The hippo was the first shrub he started shaping. He started on it about three years ago.

“I thought, ‘gee, I wonder if I can get a face out of this,’” he recalled. “Then I started doing the others. It took about two years to get the face.”

The entire shrub is a larger-than-life-size hippo head.

“This (shrub) was a rambling mess,” Ditko said. “I just put it into a round shape and then started working on it. It’s nifty with berries because it turns red this time of year. The only problem with this plant is it has thorns, so when you trim it up it’s no fun.”

He believes it’ll take approximately another year for the hippo’s shape to be truly complete. He also noted that one side of it is larger than the other so he has to trim the large side down more frequently to achieve some balance.

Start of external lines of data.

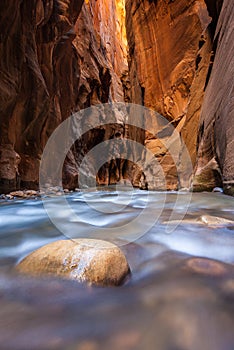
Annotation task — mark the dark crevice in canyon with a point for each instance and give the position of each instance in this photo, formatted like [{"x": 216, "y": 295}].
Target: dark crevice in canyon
[{"x": 174, "y": 57}]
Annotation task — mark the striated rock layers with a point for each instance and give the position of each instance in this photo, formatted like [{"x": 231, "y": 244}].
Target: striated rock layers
[
  {"x": 216, "y": 132},
  {"x": 53, "y": 64},
  {"x": 60, "y": 56},
  {"x": 170, "y": 44}
]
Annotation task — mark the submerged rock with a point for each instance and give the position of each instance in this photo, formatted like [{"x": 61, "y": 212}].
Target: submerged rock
[
  {"x": 85, "y": 260},
  {"x": 208, "y": 220}
]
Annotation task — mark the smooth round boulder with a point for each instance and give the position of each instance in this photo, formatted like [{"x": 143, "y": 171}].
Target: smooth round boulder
[{"x": 85, "y": 260}]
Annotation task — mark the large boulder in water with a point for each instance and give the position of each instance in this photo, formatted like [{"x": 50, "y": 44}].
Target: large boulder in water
[{"x": 85, "y": 260}]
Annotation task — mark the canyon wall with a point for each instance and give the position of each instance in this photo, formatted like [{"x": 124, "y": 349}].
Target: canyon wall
[
  {"x": 175, "y": 57},
  {"x": 216, "y": 132},
  {"x": 170, "y": 44},
  {"x": 57, "y": 57}
]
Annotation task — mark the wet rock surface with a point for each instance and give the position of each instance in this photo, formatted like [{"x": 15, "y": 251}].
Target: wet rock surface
[{"x": 85, "y": 260}]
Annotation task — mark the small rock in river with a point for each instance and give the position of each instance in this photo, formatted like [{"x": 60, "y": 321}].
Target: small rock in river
[
  {"x": 206, "y": 266},
  {"x": 86, "y": 260}
]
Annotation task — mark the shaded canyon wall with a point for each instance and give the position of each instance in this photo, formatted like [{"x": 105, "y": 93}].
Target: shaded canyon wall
[{"x": 175, "y": 57}]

The turtle’s shape is slowly coming along. Ditko is waiting for the branches in the shell area to grow taller. He expects the shell area to take another six months to a year to get the shell high enough to properly round it to make the turtle look right. He started working on the shrub for the turtle when an old, nearby cypress tree was removed and parts of it fell onto the bush, distorting its shape. The neighboring snail has a rounded, turned head and sports two antennas.

Ditko said that the hard part about these creative projects is that most of the plants are so old and a couple of the bushes on campus are actually tree suckers.

“You have to have some knowledge of the plants and how they grow,” he said. “Some lend themselves better than others, depending on the branches and leaves.”

Frequently, the students watch Ditko as he does his carving on the topiary shrubs while they’re on their lunch in the courtyard and sometimes he asks them if they can see what animal the shrub looks like.

“We’ve gotten good feedback from the kids,” Ditko said. “…It’s fun and I think the kids know I enjoy it. I try to show the kids you can have fun on your job. You can be serious but still have some fun with it.

“Not only is this my job, it’s always been my hobby and one of my passions,” he added.

Casey reported that one of the OHS staff members told him that she felt like she was in Disneyland with the topiary bushes around campus.

There are currently just the four topiary bushes on the OHS campus but Ditko said he didn’t have any other creatures in mind yet. He said a shrub has to strike his imagination and he has to have the time to devote to it. Casey said that he recently saw another shrub on the campus with an unnatural hole carved in it, so he thinks Ditko is at work on something new.